Одним из самых сильных, хотя и чуть более поздних моих клавдиевских воспоминаний стала пани Мария. Она была полькой, а фамилия её — непреднамеренно — Поляковская. Роль ей в Клавдиеве выпала необычная, и рядовые клавдиевцы были пани Марии, прямо скажу, не чета. Она родилась в семье инженера, строившего Юго-Западную железную дорогу, и получила хорошее воспитание. В клавдиевском её домике стояло фортепиано, на котором она обучала игре деревенских девушек. Как и почему их семья осталась жить в пыльном Клавдиеве, я себя тогда не спрашивал: всё происходящее на свете — и в этом преимущество детства — казалось мне естественным. Сейчас спрашиваю, но не нахожу ответа.

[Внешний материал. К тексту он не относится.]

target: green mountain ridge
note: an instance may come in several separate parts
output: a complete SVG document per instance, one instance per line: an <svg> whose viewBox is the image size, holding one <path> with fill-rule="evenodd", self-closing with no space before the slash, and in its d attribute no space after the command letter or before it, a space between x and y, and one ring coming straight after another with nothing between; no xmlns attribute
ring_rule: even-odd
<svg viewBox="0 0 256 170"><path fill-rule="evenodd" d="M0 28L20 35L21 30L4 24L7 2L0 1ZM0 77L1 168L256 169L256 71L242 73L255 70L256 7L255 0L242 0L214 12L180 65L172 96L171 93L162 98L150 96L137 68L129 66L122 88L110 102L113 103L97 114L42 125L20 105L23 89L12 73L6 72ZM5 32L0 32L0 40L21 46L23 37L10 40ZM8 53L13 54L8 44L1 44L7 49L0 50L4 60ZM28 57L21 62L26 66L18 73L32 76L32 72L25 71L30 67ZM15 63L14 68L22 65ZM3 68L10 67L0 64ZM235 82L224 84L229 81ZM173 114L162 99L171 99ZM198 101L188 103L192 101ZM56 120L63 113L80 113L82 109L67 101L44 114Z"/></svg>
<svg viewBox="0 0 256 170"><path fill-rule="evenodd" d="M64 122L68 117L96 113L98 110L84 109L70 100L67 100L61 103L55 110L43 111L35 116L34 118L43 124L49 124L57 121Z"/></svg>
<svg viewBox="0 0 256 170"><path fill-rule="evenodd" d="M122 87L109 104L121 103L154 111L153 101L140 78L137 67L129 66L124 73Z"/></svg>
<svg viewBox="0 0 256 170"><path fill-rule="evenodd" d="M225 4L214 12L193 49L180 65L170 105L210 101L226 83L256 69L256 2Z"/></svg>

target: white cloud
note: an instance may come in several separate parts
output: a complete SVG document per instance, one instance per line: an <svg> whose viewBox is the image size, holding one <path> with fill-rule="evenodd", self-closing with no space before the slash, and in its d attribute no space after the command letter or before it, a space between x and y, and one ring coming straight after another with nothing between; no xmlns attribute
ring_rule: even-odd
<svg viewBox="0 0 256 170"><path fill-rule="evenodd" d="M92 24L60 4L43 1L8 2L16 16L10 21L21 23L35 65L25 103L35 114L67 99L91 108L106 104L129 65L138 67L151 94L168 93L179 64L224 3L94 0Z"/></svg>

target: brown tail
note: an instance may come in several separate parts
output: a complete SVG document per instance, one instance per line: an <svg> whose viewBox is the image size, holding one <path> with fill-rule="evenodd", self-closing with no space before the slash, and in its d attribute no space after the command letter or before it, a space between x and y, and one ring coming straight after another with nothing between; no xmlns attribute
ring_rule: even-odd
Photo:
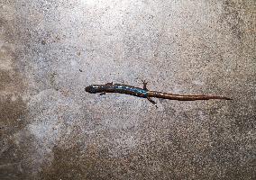
<svg viewBox="0 0 256 180"><path fill-rule="evenodd" d="M223 99L223 100L232 100L228 97L215 96L215 95L179 95L168 93L161 93L156 91L149 91L149 97L157 97L162 99L171 99L178 101L196 101L196 100L209 100L209 99Z"/></svg>

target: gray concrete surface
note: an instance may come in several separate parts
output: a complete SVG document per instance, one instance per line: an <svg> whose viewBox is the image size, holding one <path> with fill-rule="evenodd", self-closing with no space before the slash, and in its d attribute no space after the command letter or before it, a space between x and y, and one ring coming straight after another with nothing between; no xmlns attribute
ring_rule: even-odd
<svg viewBox="0 0 256 180"><path fill-rule="evenodd" d="M256 179L255 0L1 0L0 179ZM125 83L233 101L89 94Z"/></svg>

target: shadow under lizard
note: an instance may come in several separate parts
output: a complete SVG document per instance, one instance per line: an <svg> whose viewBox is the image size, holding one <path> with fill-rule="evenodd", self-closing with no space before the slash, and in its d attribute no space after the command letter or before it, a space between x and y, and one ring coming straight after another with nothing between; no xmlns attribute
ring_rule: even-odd
<svg viewBox="0 0 256 180"><path fill-rule="evenodd" d="M86 87L86 91L90 94L100 93L100 95L105 94L105 93L119 93L137 97L147 98L153 104L156 104L151 97L170 99L178 101L196 101L196 100L210 100L210 99L221 99L221 100L232 100L231 98L217 95L181 95L169 93L162 93L158 91L150 91L147 88L147 83L143 82L143 88L135 87L128 85L107 83L105 85L91 85Z"/></svg>

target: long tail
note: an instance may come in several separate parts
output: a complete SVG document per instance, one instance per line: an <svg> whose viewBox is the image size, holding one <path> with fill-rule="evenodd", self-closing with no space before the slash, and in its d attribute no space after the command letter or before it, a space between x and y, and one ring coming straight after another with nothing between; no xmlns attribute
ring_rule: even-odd
<svg viewBox="0 0 256 180"><path fill-rule="evenodd" d="M229 97L216 96L216 95L180 95L180 94L161 93L157 91L149 91L148 96L162 98L162 99L178 100L178 101L196 101L196 100L209 100L209 99L232 100Z"/></svg>

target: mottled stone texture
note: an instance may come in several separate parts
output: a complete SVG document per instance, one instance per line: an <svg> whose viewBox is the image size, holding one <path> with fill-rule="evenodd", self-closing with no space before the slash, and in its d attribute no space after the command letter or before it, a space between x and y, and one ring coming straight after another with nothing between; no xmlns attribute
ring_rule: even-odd
<svg viewBox="0 0 256 180"><path fill-rule="evenodd" d="M256 179L255 0L1 0L0 179ZM125 83L233 101L87 94Z"/></svg>

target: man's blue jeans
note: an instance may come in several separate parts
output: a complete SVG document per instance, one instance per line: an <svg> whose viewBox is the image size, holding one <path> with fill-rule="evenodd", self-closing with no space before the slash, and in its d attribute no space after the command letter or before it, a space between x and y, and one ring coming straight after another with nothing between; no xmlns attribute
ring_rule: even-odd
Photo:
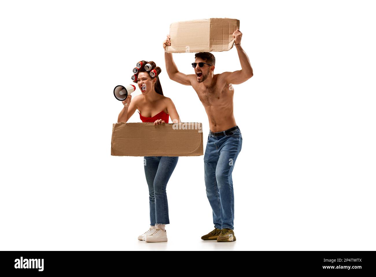
<svg viewBox="0 0 376 277"><path fill-rule="evenodd" d="M150 225L169 224L166 187L178 157L144 157L144 167L149 187Z"/></svg>
<svg viewBox="0 0 376 277"><path fill-rule="evenodd" d="M232 170L241 150L239 129L232 135L215 136L209 132L204 157L206 195L213 210L213 223L218 229L234 229Z"/></svg>

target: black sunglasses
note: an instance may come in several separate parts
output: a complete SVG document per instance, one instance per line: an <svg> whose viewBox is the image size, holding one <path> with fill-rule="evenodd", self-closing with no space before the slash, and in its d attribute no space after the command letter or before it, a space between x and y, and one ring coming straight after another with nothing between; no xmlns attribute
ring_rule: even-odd
<svg viewBox="0 0 376 277"><path fill-rule="evenodd" d="M209 65L212 65L212 64L207 64L206 62L193 62L192 64L192 67L196 67L196 65L197 65L197 64L199 64L199 66L200 67L203 67L204 66L204 64L207 64Z"/></svg>

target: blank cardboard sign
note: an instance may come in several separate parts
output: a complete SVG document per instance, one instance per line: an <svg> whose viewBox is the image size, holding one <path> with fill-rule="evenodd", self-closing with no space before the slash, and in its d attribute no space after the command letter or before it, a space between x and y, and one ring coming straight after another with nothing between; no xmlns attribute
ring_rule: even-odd
<svg viewBox="0 0 376 277"><path fill-rule="evenodd" d="M112 156L200 156L203 155L201 123L115 123Z"/></svg>
<svg viewBox="0 0 376 277"><path fill-rule="evenodd" d="M169 53L227 51L232 48L232 33L240 21L232 18L209 18L171 23L170 26L171 45Z"/></svg>

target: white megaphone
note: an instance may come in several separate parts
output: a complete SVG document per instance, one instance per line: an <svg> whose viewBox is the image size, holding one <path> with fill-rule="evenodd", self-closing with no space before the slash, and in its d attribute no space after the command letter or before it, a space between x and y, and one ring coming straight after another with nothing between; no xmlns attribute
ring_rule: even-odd
<svg viewBox="0 0 376 277"><path fill-rule="evenodd" d="M114 89L114 95L119 101L124 101L128 96L136 90L136 87L133 85L129 85L124 87L117 85Z"/></svg>

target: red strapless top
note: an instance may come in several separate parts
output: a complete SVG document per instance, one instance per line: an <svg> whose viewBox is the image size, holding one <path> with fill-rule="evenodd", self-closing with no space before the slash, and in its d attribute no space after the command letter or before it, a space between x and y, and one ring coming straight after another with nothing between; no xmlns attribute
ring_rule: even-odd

Иногда пани Мария для нас играла. Надевала старинные бусы, кольца и играла. Загрубевшие от немузыкальных её занятий пальцы с шумом плюхались на клавиши. Так, напоминая о материальности искусства, в первом ряду партера слышен топот балерин. Время от времени раздавалось приятное щёлканье — это касалось клавишей одно из колец пани Марии. Она не могла играть без колец.
Рассказывала об отце, пане Антоне, — «бардзо элегантський». Бардзо. Отменного воспитания человек. Пана Антона железнодорожная общественность отправляла по деликатному делу к министру железных дорог Клавдию Семеновичу Немешаеву в Петербург. Напомнить министру, что в его, министра, честь в своё время были названы две станции — Немешаево-1 и Немешаево-2 (пан Антон разворачивал карту и показывал на ней станции). Вот это-то, собственно, обстоятельство сбивало с толку машинистов (жестом показывал, как сбивало). Так нельзя ли, высокочтимый Клавдий Семенович (деликатно спрашивал), переименовать Немешаево-2 в Клавдиево? Нельзя ли, значит, в данном случае поменять фамилию на имя? Оказалось, можно.
Мы с Надей в Клавдиеве раскачиваемся в гамаке. Мы — в лодке, которая уходит от погони. Надя на вёслах, а я лежу (ранен, может). Беглецы, одни в целом мире. Надя раскачивает гамак движением ног, и он взлетает так высоко, что захватывает дух. Ритм и энергия Надиных движений меня ощутимо волнуют. Из райского состояния мы вышли уже несколько лет назад. Я кладу руку на полоску кожи между её майкой и юбкой, но она этого не замечает. Я робко глажу её по спине — никаких возражений. Очевидно, как раненый я имею на это право.
Помню клавдиевские имена. Мы снимали дачу у Ольги Максимовны. Самой Ольги Максимовны память не сохранила, но имя её осталось. Она делила дом и сад с бывшим то ли мужем, то ли зятем, которого называла чудовищем. Делила в прямом смысле: по дому проходила перегородка, по саду — забор. Из-за этого забора чудовище угощало нас вишнями. Лица его мы не видели — только руки, полные тёмно-бордовых ягод. Целиком показываться (предположение основывалось на «Аленьком цветочке») он, видимо, боялся. За пугающей внешностью у него скрывалось доброе сердце, которого Ольга Максимовна так и не смогла разглядеть.